Betroffene von Arbeitsausbeutung brauchen sichere Unterkünfte, die menschenrechtlichen Standards entsprechen. © iStock.com/Creativebird

Menschenhandel zum Zweck der Arbeitsausbeutung ist eine schwere Menschenrechtsverletzung. Betroffene, die der Ausbeutungssituation entkommen, brauchen schnelle Unterstützung und sichere Unterbringung. Deutschland muss angemessene Unterkünfte zur Verfügung stellen, die für alle Betroffenen zugänglich sind.

Jeden Tag werden Menschen in Deutschland ausgebeutet. Sie müssen unter Zwang und zu schlechten Bedingungen arbeiten, werden dafür wenig oder gar nicht entlohnt. Wer es schafft, der Ausbeutung und dem Umfeld zu entkommen oder von Sicherheitsbehörden entdeckt wird, läuft Gefahr, obdachlos zu werden. Die Betroffenen von Arbeitsausbeutung haben ein Recht auf sofortige Unterstützung, effektiven Schutz vor Täter*innen und eine angemessene Unterbringung. Das garantieren der Internationale Pakt über wirtschaftliche, soziale und kulturelle Rechte (UN-Sozialpakt), die Europaratskonvention gegen Menschenhandel und die EU-Richtlinie gegen Menschenhandel.
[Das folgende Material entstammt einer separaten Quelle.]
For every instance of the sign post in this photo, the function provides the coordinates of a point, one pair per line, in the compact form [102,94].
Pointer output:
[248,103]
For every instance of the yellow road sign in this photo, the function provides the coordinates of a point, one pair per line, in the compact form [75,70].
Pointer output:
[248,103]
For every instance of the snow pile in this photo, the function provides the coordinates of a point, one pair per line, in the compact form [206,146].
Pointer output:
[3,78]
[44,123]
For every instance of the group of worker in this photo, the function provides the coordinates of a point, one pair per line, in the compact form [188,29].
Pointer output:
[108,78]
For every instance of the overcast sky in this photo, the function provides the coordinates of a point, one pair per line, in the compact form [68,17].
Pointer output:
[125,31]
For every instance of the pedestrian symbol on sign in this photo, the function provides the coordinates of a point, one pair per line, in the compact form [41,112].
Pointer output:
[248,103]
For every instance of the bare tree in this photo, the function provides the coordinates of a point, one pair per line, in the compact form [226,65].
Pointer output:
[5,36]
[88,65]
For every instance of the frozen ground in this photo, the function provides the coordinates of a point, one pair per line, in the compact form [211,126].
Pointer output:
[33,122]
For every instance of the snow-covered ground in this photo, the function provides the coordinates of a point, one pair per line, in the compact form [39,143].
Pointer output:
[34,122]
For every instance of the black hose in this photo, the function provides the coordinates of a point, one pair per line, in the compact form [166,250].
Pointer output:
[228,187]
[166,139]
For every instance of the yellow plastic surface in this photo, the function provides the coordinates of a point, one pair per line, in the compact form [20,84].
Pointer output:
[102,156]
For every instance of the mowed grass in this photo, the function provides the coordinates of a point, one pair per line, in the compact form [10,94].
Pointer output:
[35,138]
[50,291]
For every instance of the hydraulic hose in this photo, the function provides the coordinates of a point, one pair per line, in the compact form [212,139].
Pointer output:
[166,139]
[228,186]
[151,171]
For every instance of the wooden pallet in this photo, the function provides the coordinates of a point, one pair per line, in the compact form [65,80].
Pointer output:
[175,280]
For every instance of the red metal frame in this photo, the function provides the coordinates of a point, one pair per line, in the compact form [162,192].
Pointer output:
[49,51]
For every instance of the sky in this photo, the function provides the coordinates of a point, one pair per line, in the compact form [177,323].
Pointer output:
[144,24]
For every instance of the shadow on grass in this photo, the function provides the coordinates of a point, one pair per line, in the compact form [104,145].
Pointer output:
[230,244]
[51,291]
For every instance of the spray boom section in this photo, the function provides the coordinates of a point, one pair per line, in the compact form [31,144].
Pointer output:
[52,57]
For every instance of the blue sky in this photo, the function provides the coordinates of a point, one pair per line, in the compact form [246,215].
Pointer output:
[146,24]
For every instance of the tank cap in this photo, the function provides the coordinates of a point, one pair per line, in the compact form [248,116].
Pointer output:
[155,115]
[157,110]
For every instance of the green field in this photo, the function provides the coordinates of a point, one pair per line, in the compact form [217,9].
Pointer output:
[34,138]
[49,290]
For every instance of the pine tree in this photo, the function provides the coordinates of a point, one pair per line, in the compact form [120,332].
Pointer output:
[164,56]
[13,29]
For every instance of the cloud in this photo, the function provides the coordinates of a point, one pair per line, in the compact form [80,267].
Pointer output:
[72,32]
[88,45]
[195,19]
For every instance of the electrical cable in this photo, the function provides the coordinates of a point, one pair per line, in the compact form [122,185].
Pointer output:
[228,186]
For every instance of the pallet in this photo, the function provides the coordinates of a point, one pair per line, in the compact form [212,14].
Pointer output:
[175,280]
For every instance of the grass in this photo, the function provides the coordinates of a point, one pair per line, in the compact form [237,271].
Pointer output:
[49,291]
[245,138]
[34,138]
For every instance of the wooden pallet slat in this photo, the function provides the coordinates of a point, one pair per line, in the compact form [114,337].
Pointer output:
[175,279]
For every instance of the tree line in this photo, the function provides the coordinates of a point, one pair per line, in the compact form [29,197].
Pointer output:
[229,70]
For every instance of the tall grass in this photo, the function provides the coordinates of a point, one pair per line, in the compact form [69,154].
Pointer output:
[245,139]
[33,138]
In Deutschland gibt es für Betroffene von Arbeitsausbeutung allerdings nicht genügend Schutzunterkünfte. Viele der Unterbringungsmöglichkeiten, die es gibt, sind weder angemessen noch bedarfsgerecht. Spezialisierte Schutzunterkünfte sind nicht für alle Betroffenen zugänglich, insbesondere für Männer. Damit verstößt Deutschland gegen seine menschenrechtlichen Verpflichtungen.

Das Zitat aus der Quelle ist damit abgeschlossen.